We will offer papers that address particular simulacra (recreations of places, works of art, or particular events) and their contexts. These study cases shall help in understanding the theoretical implications of the simulacrum for today’s notions and practices of history. With attention to materials, cross-cultural, and political contexts, as well as to survivals of meaning, we wish to open up discussion of the Renaissance’s presence in global modernity and of the simulacrum as a model of historical transmission and interpretation.

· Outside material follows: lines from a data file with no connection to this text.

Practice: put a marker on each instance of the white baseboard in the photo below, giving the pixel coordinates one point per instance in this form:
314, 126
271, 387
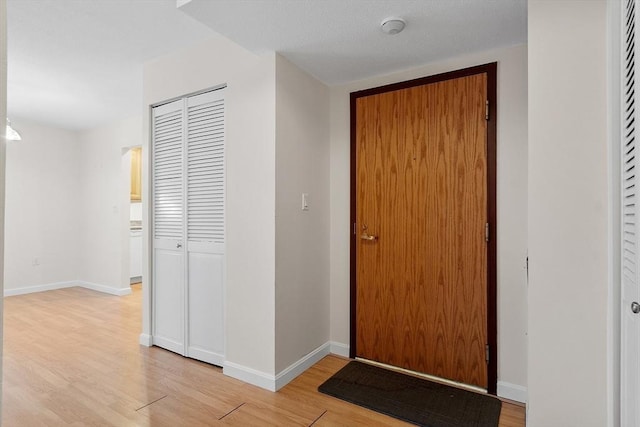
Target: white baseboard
339, 349
105, 289
39, 288
275, 382
512, 391
249, 375
63, 285
298, 367
145, 340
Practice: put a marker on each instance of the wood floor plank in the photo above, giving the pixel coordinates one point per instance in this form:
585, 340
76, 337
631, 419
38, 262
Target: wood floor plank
72, 358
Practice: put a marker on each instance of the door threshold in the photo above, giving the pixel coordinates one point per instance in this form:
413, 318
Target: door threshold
425, 376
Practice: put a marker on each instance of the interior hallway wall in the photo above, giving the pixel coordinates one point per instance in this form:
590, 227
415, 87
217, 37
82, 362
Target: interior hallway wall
43, 208
104, 226
568, 215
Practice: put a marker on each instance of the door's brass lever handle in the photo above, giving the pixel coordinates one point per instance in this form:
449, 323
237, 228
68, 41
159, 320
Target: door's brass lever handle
368, 237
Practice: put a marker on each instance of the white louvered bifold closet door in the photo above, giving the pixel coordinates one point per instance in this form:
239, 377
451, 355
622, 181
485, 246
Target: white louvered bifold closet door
189, 226
630, 321
205, 225
168, 227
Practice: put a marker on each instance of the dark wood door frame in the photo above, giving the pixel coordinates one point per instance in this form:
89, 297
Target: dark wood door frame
491, 71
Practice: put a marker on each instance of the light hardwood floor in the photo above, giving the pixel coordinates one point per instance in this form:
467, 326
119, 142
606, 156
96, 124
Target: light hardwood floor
71, 357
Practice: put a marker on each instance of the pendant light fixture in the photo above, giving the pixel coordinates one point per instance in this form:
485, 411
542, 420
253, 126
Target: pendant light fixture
11, 134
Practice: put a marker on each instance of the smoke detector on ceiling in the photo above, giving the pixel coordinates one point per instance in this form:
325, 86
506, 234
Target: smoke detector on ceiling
392, 26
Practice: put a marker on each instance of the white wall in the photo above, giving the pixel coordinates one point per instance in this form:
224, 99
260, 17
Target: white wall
512, 206
302, 237
104, 191
67, 220
250, 209
135, 211
568, 214
43, 207
3, 114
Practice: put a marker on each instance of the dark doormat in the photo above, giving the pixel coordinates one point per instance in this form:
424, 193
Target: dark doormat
411, 399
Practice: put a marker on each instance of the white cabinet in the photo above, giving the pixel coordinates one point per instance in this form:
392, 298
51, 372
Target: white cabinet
188, 185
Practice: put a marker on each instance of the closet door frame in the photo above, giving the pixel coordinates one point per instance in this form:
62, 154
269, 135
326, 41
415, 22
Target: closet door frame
182, 349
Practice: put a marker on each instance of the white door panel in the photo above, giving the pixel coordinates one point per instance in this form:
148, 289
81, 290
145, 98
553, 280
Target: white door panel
189, 225
206, 305
168, 293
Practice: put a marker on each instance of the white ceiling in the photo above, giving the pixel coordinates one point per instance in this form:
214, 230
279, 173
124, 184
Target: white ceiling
77, 64
340, 40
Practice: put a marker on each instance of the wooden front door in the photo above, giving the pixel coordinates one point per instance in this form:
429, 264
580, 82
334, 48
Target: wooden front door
421, 218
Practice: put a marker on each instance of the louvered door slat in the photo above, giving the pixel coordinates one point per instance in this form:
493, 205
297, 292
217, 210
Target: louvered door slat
167, 179
630, 328
205, 171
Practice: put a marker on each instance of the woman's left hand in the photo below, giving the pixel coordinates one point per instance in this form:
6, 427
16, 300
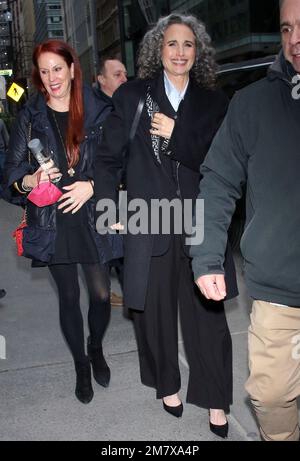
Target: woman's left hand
162, 125
77, 194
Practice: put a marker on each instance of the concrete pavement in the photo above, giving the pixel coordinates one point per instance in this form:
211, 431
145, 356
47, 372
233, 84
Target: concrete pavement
37, 378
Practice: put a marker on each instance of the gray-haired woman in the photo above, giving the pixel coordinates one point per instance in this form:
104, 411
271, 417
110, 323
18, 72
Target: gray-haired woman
181, 114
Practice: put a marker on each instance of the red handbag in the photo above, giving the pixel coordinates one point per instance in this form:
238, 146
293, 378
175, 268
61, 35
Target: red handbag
45, 193
18, 235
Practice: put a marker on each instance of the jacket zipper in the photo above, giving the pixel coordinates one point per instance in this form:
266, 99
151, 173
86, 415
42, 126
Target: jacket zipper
178, 191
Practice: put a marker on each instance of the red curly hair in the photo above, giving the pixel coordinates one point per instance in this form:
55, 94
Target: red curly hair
74, 133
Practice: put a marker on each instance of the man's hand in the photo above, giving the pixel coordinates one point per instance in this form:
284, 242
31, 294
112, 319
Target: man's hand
212, 286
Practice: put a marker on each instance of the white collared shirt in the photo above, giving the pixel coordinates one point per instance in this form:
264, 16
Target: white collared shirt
175, 97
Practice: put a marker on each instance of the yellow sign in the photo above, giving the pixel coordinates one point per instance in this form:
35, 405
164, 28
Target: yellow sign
15, 92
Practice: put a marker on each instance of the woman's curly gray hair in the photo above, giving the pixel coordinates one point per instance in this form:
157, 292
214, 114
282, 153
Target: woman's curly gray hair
149, 58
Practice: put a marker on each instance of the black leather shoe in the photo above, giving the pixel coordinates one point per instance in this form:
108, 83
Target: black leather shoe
174, 411
83, 391
100, 368
221, 431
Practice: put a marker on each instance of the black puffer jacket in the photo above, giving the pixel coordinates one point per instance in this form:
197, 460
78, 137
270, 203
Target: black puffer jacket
19, 162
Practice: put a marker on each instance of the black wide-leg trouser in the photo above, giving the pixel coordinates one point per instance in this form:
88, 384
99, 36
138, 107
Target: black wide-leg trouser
205, 334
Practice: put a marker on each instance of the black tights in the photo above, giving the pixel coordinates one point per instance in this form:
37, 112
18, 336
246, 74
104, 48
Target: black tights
98, 285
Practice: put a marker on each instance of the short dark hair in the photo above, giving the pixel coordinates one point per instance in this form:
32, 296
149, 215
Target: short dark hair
104, 59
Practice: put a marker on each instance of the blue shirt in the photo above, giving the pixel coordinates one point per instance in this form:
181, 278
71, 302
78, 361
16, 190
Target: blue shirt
174, 95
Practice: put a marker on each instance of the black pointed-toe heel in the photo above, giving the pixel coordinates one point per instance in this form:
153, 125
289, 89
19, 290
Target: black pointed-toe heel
221, 431
84, 391
174, 411
101, 371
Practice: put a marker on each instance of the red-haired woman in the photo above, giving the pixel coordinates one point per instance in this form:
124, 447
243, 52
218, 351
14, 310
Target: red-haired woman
66, 117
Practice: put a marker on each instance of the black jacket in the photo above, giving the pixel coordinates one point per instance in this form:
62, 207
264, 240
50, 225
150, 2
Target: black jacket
19, 162
177, 176
258, 144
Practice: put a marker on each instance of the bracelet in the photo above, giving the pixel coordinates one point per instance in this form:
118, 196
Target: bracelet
15, 184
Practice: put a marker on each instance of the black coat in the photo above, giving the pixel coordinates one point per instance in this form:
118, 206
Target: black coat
19, 163
197, 120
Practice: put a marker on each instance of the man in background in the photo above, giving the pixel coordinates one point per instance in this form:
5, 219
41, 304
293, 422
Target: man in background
258, 144
112, 73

Chair: Beate Fricke (University of California, Berkeley)
JOHANNES ENDRES (University of California Riverside)
Freud’s Renaissance. How the Early Modern Artist Became Popular
Freud’s reception of Renaissance art and the Renaissance artist had a major effect on the popularization of the era and some of its central figures. His essays on Leonardo and Michelangelo have not only attracted the interest of scholars in the fields of psychoanalysis and critical theory, they also created a standard in how to approach the Renaissance era as such. The reason for the pervasiveness and success of ‘Freud’s model’ lies in a radical change of perspective: one that for the first time combined the admiration of the Renaissance with the idea of its psychological commensurability. The contribution will on the one hand critically examine Freud’s strategies of ‘reading’ the Renaissance, while it will on the other hand focus on Freud’s relevance for the intellectual proliferation of Renaissance’s ‘anima’.
JOSEPH IMORDE (University of Siegen)
Michelangelo’s David Globalized
Probably no other work of the Italian Renaissance left stronger traces in our daily popular culture than Michelangelo’s ‘David’. He is part of our ‘collective memory’ and personifies for almost everyone a heroic form of beauty, strength and wellness. This may be one of the reasons that we can find repro-duction of the sculpture almost everywhere in the world. His presence in camp and trash can be understood as a profanation and at the same time proliferation of an idealistic image of the young male body – an image that was then and that is now open for all kinds of ideological reading and misreading. The presentation will try to map the range of appreciation and appropriation of this notorious master piece (from David Hasselhoff to Homer Simpson) and combine the analysis of some examples with theoretical considerations about the role of the simulacrum in contemporary mass culture.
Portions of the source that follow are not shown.